Se vuoi stabilire connessioni innovative, non devi possedere lo stesso bagaglio di esperienze che hanno tutti gli altri

— Steve Jobs, 1982

Sono un informatico per formazione e inclinazione, ho lavorato nell’ambito dello sviluppo (prima) e della consulenza (poi) preferendo sempre un approccio poco accademico e quanto mai ortodosso alle soluzioni tecnologiche. Non ho perciò mai avuto parecchie difficoltà a partecipare ai brief creativi della nostra agenzia, a contribuire con proposte poco conservatrici verso i precetti di branding e di comunicazione B2B, più razionali e analitiche che promozionali. Ho sbagliato, ho imparato, mi sono confrontato, ho partecipato, ho rubato, ho studiato e ancora studio, ma la mia formazione eretica mi ha permesso di contribuire con un punto di vista meno astratto e più pratico.

Sono dell’idea che la disomogeneità di esperienze e di competenze, la varietà di capacità e di attitudini, il dinamismo e gli approcci estroversi generano originalità e creatività.

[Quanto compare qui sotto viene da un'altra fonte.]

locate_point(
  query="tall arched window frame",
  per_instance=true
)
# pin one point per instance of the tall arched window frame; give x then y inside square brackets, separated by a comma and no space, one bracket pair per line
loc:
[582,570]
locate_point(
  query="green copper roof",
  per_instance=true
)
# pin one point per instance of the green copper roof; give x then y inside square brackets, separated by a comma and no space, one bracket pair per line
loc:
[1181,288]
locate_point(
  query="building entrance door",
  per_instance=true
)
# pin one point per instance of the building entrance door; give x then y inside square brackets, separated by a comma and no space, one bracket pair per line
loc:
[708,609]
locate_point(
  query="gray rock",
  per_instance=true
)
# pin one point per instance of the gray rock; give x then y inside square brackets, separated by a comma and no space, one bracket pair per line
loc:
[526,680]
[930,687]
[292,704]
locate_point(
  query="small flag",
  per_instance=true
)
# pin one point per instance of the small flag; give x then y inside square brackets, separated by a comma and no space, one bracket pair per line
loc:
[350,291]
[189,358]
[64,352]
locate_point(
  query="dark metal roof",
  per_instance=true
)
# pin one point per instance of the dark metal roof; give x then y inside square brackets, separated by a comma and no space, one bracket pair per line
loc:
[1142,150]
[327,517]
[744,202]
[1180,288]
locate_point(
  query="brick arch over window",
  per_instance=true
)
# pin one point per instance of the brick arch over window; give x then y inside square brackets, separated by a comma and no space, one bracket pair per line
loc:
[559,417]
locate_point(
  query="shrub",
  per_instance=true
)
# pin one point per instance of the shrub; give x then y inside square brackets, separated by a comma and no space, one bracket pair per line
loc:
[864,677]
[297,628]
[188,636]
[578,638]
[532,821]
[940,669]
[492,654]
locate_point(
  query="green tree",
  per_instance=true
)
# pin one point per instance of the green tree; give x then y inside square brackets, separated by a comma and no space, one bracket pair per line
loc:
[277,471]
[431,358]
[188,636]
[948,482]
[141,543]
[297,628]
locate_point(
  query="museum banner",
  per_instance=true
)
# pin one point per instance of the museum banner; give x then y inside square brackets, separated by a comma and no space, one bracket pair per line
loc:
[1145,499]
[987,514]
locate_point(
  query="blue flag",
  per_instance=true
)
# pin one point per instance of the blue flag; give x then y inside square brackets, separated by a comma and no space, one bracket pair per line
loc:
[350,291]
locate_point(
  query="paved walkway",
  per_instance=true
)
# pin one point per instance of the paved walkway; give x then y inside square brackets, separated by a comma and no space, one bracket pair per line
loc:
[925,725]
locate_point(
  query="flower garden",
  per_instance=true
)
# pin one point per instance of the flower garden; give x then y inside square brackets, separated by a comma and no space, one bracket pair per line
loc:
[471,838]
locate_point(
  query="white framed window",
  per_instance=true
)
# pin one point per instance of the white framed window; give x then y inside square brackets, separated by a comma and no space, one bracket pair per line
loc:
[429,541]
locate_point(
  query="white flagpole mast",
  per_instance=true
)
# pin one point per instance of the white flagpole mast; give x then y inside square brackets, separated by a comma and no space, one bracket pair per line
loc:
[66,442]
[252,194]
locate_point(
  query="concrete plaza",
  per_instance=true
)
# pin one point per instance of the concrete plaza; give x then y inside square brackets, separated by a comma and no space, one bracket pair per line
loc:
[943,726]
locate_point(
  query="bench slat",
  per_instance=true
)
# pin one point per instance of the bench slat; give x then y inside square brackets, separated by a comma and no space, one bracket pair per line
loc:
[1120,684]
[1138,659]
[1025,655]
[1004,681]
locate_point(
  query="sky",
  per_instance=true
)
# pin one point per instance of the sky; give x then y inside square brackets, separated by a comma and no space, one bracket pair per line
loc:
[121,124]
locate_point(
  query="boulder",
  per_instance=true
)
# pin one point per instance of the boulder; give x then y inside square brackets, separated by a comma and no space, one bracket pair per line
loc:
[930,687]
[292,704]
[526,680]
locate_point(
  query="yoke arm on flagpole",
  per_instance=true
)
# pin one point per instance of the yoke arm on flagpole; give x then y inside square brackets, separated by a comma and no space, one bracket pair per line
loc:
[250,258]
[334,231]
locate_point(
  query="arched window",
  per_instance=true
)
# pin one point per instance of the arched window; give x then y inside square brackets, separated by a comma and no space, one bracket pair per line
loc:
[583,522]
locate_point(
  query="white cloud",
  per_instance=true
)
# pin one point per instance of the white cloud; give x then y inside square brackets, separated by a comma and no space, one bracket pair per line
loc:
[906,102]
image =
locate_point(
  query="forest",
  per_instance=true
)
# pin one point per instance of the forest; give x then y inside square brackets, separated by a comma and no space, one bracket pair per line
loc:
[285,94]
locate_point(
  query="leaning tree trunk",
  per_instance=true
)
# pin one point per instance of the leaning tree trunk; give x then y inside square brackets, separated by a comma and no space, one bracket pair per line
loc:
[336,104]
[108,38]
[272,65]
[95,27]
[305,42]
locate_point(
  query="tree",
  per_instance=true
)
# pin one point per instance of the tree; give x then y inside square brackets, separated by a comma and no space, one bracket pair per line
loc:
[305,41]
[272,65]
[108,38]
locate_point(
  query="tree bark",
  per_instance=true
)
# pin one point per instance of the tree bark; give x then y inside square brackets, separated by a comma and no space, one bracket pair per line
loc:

I team omogenei, i gruppi di lavoro con livelli professionali affini, con conoscenze ed esperienze consuetudinarie, dove le specialità si impastano e si confondono, tutte molto simili e sovrapponibili non fosse per la maturità dei partecipanti, hanno la sistematicità quale pregio capitale. Sono squadre monolitiche: hanno un obiettivo, hanno un tempo massimo, hanno un metodo e arrivano al termine come prestabilito. Senza deviazioni, senza colpi di testa, senza allontanarsi dalle norme, senza metterle in discussione, senza rivoluzioni. Sono perfetti, se vogliamo: eccellenti. Ma peccano di un piccolo grande difetto: il conformismo.

Il nostro approccio alla modellazione di un team ha, invece, sempre posto l’accento sulla diversificazione delle competenze, del carattere e della composizione dei membri che ne fanno parte. Un team poliedrico è un team che è in grado di formare un flusso creativo variegato, basato su esperienze e studi differenti, che permette di tirare fuori idee e soluzioni più sfrontate e poco convenzionali.

Sia chiaro: ognuno per sé e tutti insieme abbiamo i nostri metodi, i nostri approcci, le nostre consuetudini ed il nostro stile, ma non abbiamo preconcetti né dogmi che ci costringono alla dottrinizzazione del processo creativo. Ognuno mette sul tavolo le proprie peculiarità e mischia col gruppo il proprio vissuto generando singolarità.

Un team granitico nei flussi produttivi risulta virtuoso, ma per un approccio creativo ed originale sono necessarie competenze diversificate e non convenzionali che producano progetti meno conformisti. E meno noiosi, s’intende.